Bill Zollars used to be a media darling. A regular guest on CNBC, he prognosticated about all matters concerning American business. He had his finger on the pulse of the economy. He was connected, articulate, and the face of an industry. In fact, so often were his appearances, that one (me) wondered if he ever spent any time at his day job. That job: CEO of Yellow Roadway, one of the country's largest trucking companies.
A January 3, 2006 press release confirmed that Mr. Zollars was hard at work after all.
Yellow Roadway Corporation Announces Name Change to YRC Worldwide Inc. -- New Name Reflects the Global Breadth and Services Depth of the Company -- NASDAQ Stock Ticker Changes to 'YRCW'
For Zollars, this was a declaration of victory. This "new breadth and depth" was his creation, the result of a string of debt-fueled acquisitions that transformed Yellow into a conglomeration of trucking brands including Roadway and USF. I didn't understand. At least the Yellow Roadway name conveyed some information. But in a world where, Kentucky Fried Chicken becomes KFC and Dairy Queen is DQ, Zollars could not be left out. Thus, YRC Worldwide was born. And I sold my shares embarrassed that I owned them at all.
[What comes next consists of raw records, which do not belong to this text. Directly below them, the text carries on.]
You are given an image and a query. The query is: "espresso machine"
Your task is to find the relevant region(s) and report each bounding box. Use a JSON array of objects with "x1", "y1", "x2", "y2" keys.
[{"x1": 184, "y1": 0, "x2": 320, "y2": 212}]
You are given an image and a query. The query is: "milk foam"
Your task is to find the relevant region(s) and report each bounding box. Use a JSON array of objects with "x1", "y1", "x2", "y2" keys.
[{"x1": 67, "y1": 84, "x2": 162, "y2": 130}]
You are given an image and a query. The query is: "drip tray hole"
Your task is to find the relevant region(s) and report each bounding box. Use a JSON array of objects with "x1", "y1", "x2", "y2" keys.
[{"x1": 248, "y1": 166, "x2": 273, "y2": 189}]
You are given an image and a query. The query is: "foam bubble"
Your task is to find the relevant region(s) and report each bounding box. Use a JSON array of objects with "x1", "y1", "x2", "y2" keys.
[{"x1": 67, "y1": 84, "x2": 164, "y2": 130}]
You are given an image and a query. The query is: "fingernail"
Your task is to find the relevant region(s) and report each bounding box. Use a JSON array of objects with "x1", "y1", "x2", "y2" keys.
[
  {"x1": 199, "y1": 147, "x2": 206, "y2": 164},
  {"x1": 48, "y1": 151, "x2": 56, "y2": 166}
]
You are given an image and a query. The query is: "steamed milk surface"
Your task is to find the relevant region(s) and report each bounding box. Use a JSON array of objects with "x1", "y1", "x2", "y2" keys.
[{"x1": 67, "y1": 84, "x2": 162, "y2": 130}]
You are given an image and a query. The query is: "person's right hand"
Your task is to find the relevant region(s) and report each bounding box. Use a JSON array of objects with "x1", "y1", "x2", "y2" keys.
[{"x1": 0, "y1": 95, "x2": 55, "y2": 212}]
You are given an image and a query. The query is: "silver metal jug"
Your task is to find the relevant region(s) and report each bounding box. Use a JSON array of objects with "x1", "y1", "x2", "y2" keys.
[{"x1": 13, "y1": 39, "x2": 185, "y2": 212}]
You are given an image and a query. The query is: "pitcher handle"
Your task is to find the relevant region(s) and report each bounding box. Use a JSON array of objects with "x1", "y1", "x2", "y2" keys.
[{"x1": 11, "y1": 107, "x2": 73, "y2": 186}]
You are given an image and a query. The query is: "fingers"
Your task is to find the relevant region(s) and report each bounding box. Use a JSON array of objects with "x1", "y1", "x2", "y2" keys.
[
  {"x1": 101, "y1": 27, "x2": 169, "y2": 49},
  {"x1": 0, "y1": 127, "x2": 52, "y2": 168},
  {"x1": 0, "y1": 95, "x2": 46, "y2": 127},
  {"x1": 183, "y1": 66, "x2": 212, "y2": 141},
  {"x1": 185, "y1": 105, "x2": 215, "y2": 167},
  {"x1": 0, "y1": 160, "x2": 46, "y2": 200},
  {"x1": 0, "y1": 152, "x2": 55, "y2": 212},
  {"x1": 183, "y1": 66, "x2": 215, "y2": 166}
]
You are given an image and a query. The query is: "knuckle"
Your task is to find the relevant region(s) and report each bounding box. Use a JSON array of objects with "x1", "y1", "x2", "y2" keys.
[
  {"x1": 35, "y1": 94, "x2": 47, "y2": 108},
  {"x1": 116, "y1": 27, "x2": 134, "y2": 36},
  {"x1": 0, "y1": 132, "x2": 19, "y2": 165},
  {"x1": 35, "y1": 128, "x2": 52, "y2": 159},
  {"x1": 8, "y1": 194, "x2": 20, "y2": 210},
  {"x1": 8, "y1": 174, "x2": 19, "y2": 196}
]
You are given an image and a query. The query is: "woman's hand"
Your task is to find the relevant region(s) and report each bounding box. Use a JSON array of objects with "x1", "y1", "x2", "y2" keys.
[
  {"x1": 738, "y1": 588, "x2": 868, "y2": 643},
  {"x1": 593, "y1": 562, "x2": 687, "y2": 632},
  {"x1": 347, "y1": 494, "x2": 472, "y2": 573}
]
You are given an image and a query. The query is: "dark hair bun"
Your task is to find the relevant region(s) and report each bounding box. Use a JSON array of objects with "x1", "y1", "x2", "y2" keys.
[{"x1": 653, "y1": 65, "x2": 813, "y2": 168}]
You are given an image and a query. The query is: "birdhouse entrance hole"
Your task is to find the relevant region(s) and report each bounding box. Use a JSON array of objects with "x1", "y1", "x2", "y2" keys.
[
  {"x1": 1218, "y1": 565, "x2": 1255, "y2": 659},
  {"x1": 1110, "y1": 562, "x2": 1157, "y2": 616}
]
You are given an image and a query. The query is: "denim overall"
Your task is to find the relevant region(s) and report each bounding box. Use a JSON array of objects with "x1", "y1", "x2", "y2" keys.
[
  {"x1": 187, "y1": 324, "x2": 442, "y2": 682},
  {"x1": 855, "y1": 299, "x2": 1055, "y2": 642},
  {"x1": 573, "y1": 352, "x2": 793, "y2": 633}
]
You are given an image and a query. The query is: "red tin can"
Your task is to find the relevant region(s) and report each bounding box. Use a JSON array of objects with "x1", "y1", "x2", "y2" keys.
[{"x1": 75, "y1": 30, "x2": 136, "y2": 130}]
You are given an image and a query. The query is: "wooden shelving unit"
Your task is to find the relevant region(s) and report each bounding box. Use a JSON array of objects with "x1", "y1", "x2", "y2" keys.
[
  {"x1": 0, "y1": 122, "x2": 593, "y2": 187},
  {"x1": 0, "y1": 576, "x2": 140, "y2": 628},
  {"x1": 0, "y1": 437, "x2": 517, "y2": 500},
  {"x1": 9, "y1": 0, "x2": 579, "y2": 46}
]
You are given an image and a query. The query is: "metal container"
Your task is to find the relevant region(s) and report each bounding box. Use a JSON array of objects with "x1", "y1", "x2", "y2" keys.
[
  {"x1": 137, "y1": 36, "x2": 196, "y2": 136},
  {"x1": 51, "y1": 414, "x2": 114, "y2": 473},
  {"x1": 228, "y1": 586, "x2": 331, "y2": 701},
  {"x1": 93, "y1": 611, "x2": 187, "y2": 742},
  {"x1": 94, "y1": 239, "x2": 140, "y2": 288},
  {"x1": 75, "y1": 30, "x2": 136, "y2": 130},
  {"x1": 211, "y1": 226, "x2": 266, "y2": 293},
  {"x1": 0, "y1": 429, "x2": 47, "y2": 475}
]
You see, Bill knows how to follow a trend. He played the game and for a while this well-dressed cheerleader was rewarded by Mr. Market. Cheap debt and rapid-fire acquisitions? Yes we can. Stupid name change? Yes we can!
At the time of the name change, YRC shares traded at $50 a share. With nearly 60 million shares outstanding, the market value of YRCW stood at a respectable $2.8 Billion.
Now, I have always thought that corporate name changes are a sign of trouble ahead. In the case of YRC, I could not have been more right. Today's stock price? $1.90 a share or a $110 million market value. Ouch.
This is a company with $9 Billion in annual revenues. But it is choking on debt. I lost count at a billion dollars and didn't even include the pension liabilities. As a matter of fact, YRC pledged land (in lieu of cash payments) to its pension funds today. There's a sign of success!
If the capital markets are allowed to work, YRC will probably go bankrupt. Hopefully, YRC will be "allowed" to go bankrupt. For a change, let's not reward failure.
There are responsible trucking outfits that deserve to capitalize on YRC's stupidity. Look no further than Arkansas Best Corporation, which trades under the ticker ABFS.
The company generated $1.8 Billion in 2008 sales, 20% of YRC's total, but enjoys a market value of nearly $800 million, nearly 8 times that of YRC. ABF has $200+ million in cash, less than $2 million in debt, and it even pays a dividend. What a concept!
None of this is a coincidence. Arkansas Best's Chairman of the Board, Robert A. Young III, owns 9% of the company, a stake that must have an influence on how the company is managed. In short, shareholder value is a priority. While Mr. Zollars piled on debt, ABF planned for a rainy day! No financial engineering at ABF, just people who know how to run a trucking company.
Arkansas Best probably isn't dramatically undervalued at the current quote, but it could be a takeover candidate. Nonetheless, the benefits of a conservative capital structure and smart management are clear. This is a company that thinks for itself. It will survive the current turmoil as a result. It avoided debt when "everybody" was "doin it" and its management teams seems to put a high premium on actually running the company. Oddly enough, I've never seen their CEO (Robert Davidson) on CNBC. And I don't care if he's a snappy dresser.
We all benefit when companies like Arkansas Best thrive and when companies like YRC disappear.
ABFS and YRCW are perfect illustrations of the disparity that exists in business. While YRC was sowing the seeds of its demise, ABF laid the groundwork for a better future.
I own stock in Arkansas Best and I pray the company never changes its stripes... Or its name!